The commission which imposed a three-match ban on Manchester United striker Edinson Cavani for the use of a racial term on social media expressed “surprise” that he had received no media training from the club.
The three-man independent regulatory commission accepted Cavani had not intended to cause offence when using the word ‘negrito’ in an Instagram post on November 29, and imposed the minimum possible sanction.

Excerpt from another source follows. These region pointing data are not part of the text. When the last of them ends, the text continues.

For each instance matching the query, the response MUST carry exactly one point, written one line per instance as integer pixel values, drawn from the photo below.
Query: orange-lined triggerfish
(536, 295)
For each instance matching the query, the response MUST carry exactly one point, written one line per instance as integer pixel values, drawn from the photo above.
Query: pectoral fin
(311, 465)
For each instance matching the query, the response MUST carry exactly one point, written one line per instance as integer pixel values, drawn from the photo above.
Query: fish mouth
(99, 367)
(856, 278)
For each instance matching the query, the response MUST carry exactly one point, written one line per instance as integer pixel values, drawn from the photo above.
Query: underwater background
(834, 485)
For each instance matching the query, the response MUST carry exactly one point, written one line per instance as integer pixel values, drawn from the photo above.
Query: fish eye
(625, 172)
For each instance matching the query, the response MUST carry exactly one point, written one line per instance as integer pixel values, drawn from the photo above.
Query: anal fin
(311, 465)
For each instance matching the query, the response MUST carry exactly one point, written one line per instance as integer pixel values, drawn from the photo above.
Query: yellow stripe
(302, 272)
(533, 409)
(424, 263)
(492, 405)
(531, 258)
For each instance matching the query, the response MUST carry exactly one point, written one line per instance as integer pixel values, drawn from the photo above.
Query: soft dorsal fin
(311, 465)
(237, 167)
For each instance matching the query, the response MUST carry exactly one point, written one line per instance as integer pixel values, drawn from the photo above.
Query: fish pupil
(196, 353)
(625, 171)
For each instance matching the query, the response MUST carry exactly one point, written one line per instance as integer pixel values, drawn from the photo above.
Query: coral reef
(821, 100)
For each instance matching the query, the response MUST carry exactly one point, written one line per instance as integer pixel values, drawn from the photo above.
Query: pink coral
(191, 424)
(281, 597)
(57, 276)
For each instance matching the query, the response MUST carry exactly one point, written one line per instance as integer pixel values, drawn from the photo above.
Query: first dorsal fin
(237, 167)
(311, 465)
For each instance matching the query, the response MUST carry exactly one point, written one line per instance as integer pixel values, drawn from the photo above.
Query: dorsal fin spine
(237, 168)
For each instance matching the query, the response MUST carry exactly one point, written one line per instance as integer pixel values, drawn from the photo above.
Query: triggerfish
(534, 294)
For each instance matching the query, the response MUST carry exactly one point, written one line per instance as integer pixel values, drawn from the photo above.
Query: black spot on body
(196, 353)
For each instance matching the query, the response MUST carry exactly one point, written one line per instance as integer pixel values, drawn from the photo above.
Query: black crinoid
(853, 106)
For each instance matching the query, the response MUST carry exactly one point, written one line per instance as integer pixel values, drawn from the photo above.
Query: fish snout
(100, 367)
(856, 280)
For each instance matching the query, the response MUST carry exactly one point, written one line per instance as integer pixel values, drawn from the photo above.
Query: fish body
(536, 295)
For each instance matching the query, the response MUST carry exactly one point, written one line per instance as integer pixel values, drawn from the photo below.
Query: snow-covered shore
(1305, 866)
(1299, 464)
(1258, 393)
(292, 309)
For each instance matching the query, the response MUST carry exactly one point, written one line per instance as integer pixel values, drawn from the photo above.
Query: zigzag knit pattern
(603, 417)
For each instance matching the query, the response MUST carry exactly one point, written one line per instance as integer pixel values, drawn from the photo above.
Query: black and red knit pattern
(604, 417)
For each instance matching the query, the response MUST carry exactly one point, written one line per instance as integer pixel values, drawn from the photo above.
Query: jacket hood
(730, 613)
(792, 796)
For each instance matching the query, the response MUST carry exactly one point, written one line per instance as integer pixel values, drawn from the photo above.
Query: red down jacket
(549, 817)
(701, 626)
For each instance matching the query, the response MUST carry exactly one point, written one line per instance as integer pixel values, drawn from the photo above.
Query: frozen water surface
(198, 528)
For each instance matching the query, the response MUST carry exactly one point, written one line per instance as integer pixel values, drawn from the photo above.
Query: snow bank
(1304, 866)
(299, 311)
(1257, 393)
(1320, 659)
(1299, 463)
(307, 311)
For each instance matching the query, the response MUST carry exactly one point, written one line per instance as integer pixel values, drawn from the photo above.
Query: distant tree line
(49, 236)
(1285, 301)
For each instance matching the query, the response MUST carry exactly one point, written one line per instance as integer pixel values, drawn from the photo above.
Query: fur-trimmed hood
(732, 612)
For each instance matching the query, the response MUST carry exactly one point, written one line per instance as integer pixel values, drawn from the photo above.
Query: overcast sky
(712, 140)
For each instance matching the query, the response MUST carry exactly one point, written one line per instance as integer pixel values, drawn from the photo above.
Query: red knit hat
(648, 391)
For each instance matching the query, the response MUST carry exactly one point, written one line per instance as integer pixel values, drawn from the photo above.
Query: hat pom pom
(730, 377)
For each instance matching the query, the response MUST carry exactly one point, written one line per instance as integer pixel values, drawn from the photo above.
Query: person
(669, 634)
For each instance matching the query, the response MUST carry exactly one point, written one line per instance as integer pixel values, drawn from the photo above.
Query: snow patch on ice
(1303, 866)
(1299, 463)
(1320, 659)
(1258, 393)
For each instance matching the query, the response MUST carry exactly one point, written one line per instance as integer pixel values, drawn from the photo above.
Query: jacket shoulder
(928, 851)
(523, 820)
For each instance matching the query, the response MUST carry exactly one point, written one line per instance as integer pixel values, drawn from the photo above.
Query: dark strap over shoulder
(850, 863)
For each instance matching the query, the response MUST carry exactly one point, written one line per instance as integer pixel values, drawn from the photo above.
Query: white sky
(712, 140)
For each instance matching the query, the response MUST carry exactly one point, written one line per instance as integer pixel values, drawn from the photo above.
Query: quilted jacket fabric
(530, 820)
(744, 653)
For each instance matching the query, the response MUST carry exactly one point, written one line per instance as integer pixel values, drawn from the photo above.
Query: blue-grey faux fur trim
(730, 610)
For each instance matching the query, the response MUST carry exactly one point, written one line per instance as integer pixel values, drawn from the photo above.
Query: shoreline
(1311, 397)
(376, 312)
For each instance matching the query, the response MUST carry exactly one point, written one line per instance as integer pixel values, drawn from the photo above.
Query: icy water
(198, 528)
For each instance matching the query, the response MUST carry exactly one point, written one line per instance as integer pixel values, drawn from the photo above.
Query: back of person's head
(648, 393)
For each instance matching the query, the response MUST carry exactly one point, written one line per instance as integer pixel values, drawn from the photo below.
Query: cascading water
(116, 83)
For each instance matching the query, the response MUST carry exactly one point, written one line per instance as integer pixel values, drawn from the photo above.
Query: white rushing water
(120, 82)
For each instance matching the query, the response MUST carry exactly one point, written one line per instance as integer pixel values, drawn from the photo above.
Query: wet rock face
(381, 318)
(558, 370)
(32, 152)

The post was in reply to a friend, Pablo Fernandez, who told the commission ‘negrito’ is his lifelong nickname.
The decision to sanction Cavani has been criticised by the South American football confederation, CONMEBOL, among others, who point out that it can be used as a term of affection on the continent.
The Uruguayan deleted the post immediately and apologised for any offence caused, but there was shock from the commission that United had not at that stage given the player media training, given the size of Cavani’s Instagram following.

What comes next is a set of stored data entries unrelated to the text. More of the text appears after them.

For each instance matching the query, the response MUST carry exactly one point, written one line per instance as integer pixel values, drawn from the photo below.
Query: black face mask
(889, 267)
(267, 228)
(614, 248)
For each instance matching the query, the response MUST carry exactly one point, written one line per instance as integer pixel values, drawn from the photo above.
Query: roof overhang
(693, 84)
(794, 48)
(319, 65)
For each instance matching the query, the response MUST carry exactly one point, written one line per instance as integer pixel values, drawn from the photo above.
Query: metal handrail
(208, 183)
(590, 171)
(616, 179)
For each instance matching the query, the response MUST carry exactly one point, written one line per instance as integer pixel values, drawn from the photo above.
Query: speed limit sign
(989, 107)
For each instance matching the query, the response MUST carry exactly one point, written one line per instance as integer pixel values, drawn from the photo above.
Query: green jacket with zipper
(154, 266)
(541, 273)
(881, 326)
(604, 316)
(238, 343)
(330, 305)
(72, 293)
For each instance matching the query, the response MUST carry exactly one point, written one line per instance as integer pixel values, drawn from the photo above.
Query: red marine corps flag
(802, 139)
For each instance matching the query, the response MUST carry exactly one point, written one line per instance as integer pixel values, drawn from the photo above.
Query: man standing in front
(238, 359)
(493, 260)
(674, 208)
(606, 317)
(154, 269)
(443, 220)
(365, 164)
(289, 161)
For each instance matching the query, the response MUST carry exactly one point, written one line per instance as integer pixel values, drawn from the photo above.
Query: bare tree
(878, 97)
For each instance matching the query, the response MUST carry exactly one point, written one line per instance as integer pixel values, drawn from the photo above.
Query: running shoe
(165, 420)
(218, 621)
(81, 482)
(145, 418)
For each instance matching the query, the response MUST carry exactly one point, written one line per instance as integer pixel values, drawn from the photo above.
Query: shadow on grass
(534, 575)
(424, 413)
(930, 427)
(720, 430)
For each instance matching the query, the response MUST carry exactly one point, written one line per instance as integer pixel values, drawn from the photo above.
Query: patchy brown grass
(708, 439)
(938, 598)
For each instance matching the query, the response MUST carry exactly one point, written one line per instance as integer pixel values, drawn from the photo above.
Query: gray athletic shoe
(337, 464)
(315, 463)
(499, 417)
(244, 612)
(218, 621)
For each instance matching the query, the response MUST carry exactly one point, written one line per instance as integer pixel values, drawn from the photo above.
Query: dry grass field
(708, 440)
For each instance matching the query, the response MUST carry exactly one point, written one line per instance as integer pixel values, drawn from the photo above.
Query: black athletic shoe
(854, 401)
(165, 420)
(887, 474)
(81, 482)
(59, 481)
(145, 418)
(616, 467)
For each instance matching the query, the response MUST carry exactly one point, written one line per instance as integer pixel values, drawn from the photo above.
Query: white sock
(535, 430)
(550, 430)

The independent regulatory commission’s written reasons for Edinson Cavani’s sanction have now been published and can be found here: https://t.co/7GjXZKlOuw.— FA Spokesperson (@FAspokesperson) January 7, 2021
“In light of the player’s high profile in the game, his inability to speak English and the fact that he had approaching eight million Instagram followers, the commission were surprised that no such ‘training’ had been specifically put in place for the player by his club,” it stated in its written reasons for issuing the ban.
However, it noted in its mitigating factors that Cavani and the club “have taken steps to ensure that the player has a greater understanding of his responsibilities on social media”.

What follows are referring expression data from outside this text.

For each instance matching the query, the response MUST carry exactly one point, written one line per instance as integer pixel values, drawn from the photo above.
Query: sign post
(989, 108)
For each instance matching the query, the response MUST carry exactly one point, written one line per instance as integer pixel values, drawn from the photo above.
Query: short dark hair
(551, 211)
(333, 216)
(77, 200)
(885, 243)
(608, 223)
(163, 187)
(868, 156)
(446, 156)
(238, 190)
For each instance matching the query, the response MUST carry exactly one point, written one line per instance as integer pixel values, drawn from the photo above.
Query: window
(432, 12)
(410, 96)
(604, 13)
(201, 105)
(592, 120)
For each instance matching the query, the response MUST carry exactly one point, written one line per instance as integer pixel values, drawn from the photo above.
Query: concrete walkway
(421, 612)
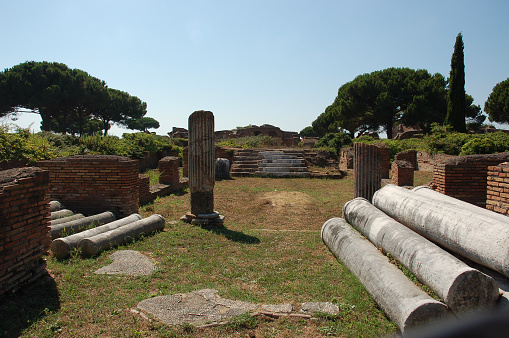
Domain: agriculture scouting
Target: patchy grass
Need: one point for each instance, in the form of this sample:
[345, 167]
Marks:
[269, 251]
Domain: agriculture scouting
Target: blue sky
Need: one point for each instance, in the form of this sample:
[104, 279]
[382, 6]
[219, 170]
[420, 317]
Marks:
[252, 62]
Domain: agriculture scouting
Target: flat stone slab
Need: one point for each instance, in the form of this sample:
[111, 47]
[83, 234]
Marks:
[197, 307]
[128, 262]
[205, 306]
[312, 307]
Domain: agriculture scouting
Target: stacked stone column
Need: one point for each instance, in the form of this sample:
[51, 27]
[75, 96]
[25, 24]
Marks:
[201, 159]
[366, 168]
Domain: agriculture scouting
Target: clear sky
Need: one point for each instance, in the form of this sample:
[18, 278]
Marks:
[252, 62]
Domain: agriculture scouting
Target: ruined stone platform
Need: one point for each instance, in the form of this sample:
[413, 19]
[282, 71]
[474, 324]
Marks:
[206, 307]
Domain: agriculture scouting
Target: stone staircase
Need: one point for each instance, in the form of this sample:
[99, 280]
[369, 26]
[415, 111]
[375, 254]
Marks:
[280, 163]
[245, 162]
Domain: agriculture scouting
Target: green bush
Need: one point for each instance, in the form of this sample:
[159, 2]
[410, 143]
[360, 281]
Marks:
[478, 146]
[24, 145]
[261, 141]
[333, 142]
[501, 141]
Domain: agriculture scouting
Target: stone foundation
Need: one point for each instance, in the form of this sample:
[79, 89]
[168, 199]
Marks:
[402, 173]
[409, 156]
[91, 184]
[498, 189]
[24, 230]
[465, 177]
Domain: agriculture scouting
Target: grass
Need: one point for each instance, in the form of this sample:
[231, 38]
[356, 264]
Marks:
[269, 252]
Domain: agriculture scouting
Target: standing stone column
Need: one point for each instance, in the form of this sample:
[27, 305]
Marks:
[201, 159]
[366, 168]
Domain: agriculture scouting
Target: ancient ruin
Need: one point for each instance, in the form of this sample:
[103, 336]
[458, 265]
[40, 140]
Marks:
[367, 171]
[202, 169]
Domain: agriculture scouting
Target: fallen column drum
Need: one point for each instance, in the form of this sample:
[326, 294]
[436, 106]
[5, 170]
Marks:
[61, 247]
[463, 289]
[406, 304]
[473, 236]
[92, 245]
[68, 228]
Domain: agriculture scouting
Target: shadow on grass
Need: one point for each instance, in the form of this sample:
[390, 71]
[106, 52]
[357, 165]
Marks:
[32, 302]
[232, 235]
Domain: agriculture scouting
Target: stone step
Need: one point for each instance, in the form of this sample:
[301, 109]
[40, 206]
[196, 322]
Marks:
[283, 169]
[288, 160]
[241, 173]
[247, 158]
[284, 165]
[244, 166]
[280, 174]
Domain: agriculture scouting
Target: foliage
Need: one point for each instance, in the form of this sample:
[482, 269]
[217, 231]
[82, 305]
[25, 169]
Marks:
[395, 146]
[307, 132]
[497, 105]
[260, 141]
[446, 143]
[144, 124]
[478, 146]
[486, 144]
[24, 145]
[243, 321]
[68, 100]
[456, 109]
[382, 98]
[333, 142]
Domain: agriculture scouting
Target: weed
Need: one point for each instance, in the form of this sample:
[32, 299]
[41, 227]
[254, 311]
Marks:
[243, 321]
[187, 328]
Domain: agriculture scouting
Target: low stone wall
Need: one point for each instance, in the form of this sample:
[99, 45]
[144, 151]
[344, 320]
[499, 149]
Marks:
[346, 158]
[169, 170]
[92, 184]
[220, 153]
[409, 156]
[385, 159]
[498, 189]
[402, 173]
[169, 181]
[24, 230]
[465, 177]
[144, 189]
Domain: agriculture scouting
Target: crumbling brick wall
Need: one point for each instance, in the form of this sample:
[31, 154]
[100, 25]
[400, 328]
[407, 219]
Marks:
[402, 173]
[220, 153]
[169, 170]
[24, 230]
[144, 189]
[465, 177]
[385, 159]
[346, 158]
[409, 156]
[92, 184]
[498, 188]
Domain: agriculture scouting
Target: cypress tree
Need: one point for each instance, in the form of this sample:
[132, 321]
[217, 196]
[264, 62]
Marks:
[456, 96]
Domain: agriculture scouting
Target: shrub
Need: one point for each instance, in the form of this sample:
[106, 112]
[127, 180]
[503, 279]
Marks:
[500, 140]
[261, 141]
[478, 146]
[24, 145]
[333, 142]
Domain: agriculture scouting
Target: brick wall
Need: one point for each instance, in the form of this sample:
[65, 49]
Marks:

It is understood that the requirement for Cavani to quarantine immediately disrupted normal orientation activities, which would usually have included media training, and the post was sent before this had been rearranged.
However, sources close to the club have questioned how possible it would have been for media training to have covered such a specific set of circumstances as occurred in this case.
The standard minimum sanction for an on-pitch offence is now six matches, but written offences can attract a lower tariff where the commission is satisfied there was no genuine intent to be discriminatory or offensive.
In imposing a three-match ban, the commission wrote: “The unique circumstances and facts of this player’s case were of such significance that a departure from the standard minimum was justified in order to avoid an unjust outcome.”
It was the FA’s case that a reasonable observer with no understanding of the South American cultural norms around the word ‘negrito’ would inevitably see the words as racially offensive, but the commission was satisfied that the post had been sent in “affectionate appreciation” of a friend offering him their congratulations.
As well as the three-match ban, Cavani was fined £100,000.
Manchester United said on New Year’s Eve, when the ban was issued: “As he has stated, Edinson Cavani wasn’t aware that his words could have been misconstrued and he sincerely apologised for the post and to anyone who was offended.
“Despite his honest belief that he was simply sending an affectionate thank you in response to a congratulatory message from a close friend, he chose not to contest the charge out of respect for, and solidarity with, the FA and the fight against racism in football.
“While it is clear that context and intent are key factors, we note that the independent regulatory commission was required to impose a minimum three-game suspension.
“The club trusts that the independent regulatory commission will make it clear in its written reasons that Edinson Cavani is not a racist, nor was there any racist intent in relation to his post.”